Even as they looked up black clouds moved swiftly across the sky. They turned and looked toward the mountains behind them—the summits were shrouded in dense blackness; the whole countryside was being enveloped in a gloom like the gloom of late twilight. There was an ominous silence in the air, living things of the fields and woods scurried to shelter; only a solitary red-headed woodpecker tapped noisily upon a dead tree trunk.
Suddenly sharp flashes of lightning darted in zigzag rays through the gloom.
Phœbe gripped the side of the carriage. "The storm is following us," she said. "Look at the hills—they are black as night. Can we get home before the storm breaks over us?"
"Hardly. It travels faster than we can, and we still have four more miles to go."
The horse sniffed the air through inflated nostrils and sped unbidden over the country road. The lightning grew more vivid and blinding and darted among the hills with greater frequency; loud peals of thunder echoed and reëchoed among the mountains. Then the rain came. In great splashes, which increased rapidly, it poured its cool torrents upon the earth.

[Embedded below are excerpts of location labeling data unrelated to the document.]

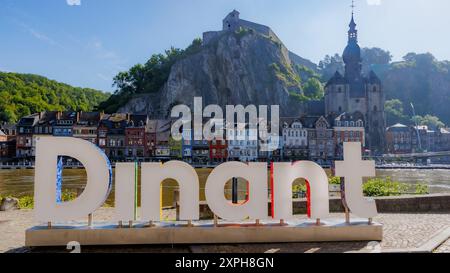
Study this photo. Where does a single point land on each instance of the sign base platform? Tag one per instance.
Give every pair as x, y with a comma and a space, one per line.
204, 232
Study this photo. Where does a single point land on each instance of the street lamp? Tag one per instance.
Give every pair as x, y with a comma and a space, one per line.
417, 126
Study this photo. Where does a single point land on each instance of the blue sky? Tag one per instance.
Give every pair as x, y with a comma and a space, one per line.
87, 42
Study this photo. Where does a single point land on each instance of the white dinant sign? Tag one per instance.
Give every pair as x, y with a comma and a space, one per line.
98, 186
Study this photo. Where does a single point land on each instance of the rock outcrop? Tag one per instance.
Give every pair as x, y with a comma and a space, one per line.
236, 67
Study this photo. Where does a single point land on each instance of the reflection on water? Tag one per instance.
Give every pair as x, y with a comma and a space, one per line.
20, 182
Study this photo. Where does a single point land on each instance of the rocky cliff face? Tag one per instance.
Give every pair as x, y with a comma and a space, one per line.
236, 68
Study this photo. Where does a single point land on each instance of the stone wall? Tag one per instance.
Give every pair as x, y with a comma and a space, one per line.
433, 203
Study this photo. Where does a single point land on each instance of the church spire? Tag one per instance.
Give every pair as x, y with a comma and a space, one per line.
352, 32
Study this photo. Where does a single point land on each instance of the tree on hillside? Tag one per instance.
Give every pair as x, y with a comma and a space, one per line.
313, 89
432, 122
146, 78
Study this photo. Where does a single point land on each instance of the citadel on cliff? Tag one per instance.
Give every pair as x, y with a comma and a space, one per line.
353, 94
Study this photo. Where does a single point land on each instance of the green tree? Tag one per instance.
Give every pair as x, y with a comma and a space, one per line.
23, 94
432, 122
146, 78
313, 89
329, 65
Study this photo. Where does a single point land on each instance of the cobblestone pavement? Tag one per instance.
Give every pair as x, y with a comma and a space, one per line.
401, 231
444, 248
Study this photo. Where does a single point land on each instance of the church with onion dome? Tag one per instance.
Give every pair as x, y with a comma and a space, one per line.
359, 95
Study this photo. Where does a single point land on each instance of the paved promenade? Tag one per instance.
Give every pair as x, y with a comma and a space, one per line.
402, 233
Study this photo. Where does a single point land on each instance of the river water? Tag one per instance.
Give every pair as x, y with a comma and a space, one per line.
20, 182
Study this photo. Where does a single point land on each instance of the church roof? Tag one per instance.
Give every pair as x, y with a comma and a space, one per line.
337, 79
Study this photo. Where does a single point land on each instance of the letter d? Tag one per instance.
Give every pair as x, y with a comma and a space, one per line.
98, 170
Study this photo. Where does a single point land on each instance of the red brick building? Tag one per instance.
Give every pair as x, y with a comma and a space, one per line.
218, 151
136, 137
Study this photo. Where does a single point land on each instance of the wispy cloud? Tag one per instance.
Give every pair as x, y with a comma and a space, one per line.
38, 35
373, 2
73, 2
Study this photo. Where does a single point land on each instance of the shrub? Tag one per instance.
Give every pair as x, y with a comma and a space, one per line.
386, 187
26, 202
334, 180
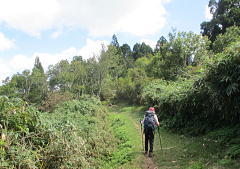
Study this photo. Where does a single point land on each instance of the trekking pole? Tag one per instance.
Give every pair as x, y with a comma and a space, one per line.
142, 135
159, 137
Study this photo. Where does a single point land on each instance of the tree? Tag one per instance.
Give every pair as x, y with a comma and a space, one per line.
225, 13
159, 46
222, 41
115, 41
127, 54
39, 87
183, 49
140, 50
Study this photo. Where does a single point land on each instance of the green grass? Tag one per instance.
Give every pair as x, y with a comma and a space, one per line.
178, 151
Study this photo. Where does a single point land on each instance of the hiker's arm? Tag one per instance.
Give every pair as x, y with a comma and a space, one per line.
143, 120
156, 120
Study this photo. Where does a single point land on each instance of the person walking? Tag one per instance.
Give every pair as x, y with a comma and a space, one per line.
150, 122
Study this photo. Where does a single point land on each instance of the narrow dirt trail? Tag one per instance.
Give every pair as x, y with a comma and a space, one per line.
148, 162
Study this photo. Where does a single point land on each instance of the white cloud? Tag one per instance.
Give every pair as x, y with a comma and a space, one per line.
208, 15
92, 48
56, 34
18, 63
139, 17
5, 43
149, 42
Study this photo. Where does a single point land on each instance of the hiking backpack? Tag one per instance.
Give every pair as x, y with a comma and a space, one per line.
149, 123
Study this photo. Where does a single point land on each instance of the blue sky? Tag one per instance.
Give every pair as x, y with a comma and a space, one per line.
60, 29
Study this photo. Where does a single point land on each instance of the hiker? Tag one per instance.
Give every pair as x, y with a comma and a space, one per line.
150, 122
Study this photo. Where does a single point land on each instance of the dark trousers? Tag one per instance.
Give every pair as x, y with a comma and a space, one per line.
149, 138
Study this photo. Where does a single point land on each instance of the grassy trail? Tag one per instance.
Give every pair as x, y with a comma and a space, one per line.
178, 151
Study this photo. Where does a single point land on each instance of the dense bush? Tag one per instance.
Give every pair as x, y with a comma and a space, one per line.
75, 135
196, 106
22, 137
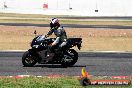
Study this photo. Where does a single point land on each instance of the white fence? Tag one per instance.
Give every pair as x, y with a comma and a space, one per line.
69, 7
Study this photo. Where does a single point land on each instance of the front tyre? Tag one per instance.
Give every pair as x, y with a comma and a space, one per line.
28, 60
70, 58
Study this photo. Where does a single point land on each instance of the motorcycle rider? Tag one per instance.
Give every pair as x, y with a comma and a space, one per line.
58, 30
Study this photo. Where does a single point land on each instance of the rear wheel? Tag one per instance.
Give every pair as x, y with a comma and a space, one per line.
28, 60
70, 58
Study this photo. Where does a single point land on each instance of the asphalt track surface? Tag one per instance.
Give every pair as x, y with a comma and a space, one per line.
96, 63
70, 25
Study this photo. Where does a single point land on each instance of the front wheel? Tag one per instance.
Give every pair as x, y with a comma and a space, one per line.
28, 60
70, 58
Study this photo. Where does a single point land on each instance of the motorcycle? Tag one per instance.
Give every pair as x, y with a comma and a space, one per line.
39, 52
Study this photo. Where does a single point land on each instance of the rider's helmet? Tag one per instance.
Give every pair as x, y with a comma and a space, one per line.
54, 23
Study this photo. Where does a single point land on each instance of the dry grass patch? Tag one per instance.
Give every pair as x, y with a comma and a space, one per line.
18, 38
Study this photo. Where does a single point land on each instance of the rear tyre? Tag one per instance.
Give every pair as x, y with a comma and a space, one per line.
70, 58
28, 60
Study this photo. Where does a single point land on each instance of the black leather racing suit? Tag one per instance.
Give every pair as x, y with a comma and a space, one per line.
61, 37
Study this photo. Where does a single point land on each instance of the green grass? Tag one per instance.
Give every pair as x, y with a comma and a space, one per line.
44, 82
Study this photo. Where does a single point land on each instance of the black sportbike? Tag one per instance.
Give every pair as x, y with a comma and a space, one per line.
40, 53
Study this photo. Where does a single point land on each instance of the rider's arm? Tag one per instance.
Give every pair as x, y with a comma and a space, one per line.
49, 33
56, 41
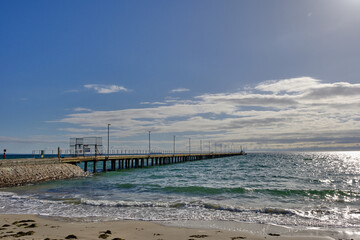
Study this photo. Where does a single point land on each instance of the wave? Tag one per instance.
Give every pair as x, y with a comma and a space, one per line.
200, 190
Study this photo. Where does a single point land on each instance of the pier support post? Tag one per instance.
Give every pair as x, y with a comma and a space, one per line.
104, 165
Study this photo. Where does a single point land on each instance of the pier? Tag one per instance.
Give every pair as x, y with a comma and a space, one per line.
118, 162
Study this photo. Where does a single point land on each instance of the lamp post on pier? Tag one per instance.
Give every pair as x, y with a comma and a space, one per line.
108, 139
149, 143
189, 146
174, 144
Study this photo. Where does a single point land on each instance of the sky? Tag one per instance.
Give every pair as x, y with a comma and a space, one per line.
279, 75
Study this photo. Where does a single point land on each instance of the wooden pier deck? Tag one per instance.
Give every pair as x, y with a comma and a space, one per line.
118, 162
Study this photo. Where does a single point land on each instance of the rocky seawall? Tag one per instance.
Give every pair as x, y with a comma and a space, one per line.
24, 174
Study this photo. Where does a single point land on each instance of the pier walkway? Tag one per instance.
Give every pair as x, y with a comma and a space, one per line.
117, 162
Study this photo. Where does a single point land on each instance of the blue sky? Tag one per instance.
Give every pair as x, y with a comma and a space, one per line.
268, 75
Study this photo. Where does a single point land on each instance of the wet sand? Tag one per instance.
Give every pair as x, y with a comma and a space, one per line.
34, 227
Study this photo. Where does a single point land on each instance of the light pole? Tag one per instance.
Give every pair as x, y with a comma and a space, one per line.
108, 139
189, 146
149, 143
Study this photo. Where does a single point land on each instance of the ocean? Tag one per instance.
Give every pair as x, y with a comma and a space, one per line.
312, 190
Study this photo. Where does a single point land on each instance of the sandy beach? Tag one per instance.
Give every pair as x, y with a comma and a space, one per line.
35, 227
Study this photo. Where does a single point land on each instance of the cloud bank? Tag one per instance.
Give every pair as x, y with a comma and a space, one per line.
105, 89
294, 114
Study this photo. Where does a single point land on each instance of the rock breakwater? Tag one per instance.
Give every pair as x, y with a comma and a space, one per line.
25, 174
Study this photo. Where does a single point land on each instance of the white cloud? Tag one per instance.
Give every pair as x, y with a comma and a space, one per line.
283, 114
179, 90
292, 85
105, 89
80, 109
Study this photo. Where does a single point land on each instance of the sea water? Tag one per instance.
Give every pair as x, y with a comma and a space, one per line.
296, 190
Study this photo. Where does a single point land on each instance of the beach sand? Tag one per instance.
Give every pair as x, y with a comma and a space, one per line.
35, 227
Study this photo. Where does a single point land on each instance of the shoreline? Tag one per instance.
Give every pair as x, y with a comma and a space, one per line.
40, 227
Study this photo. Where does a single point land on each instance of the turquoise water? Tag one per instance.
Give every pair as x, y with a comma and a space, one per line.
305, 190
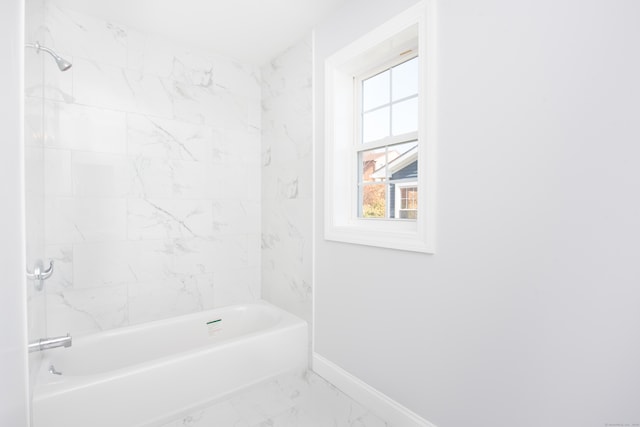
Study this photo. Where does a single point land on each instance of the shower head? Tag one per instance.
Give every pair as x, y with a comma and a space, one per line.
63, 64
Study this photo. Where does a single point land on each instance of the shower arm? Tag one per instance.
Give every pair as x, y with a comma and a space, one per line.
63, 64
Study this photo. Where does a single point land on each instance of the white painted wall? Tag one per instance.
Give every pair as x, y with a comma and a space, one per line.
13, 325
527, 315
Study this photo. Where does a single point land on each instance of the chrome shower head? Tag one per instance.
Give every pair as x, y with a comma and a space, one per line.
63, 64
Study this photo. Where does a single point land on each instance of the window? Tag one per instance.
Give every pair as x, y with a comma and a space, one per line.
387, 147
380, 136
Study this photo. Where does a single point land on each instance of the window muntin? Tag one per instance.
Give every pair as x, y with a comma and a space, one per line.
387, 152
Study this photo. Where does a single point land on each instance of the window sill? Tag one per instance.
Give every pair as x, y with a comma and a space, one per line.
370, 233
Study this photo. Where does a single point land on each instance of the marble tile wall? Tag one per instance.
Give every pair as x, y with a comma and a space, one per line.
152, 177
301, 399
287, 127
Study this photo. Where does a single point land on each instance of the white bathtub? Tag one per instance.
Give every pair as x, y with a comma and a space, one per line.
142, 375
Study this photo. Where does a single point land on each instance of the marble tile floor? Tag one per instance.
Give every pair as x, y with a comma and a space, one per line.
300, 399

Phœbe laughed but David shook his head. "We'll have to stop some place till it's over. You're getting wet. I'll drive in this barnyard."
Amid the deafening crashes of thunder and the steady downpour of rain they ran through the barnyard and up the path that led to the house. As they stepped upon the porch a door was opened and a woman appeared.
"Why, come right in!" she greeted them. "This is a bad storm."
"If you don't mind," Phœbe began, but the woman was talkative and broke in, "Now, I just knowed there'd be company come to-day yet! This after when I dried the dishes I dropped a knife and fork and that's a sure sign. Mebbe you don't believe in signs?"
"They come true sometimes," said Phœbe.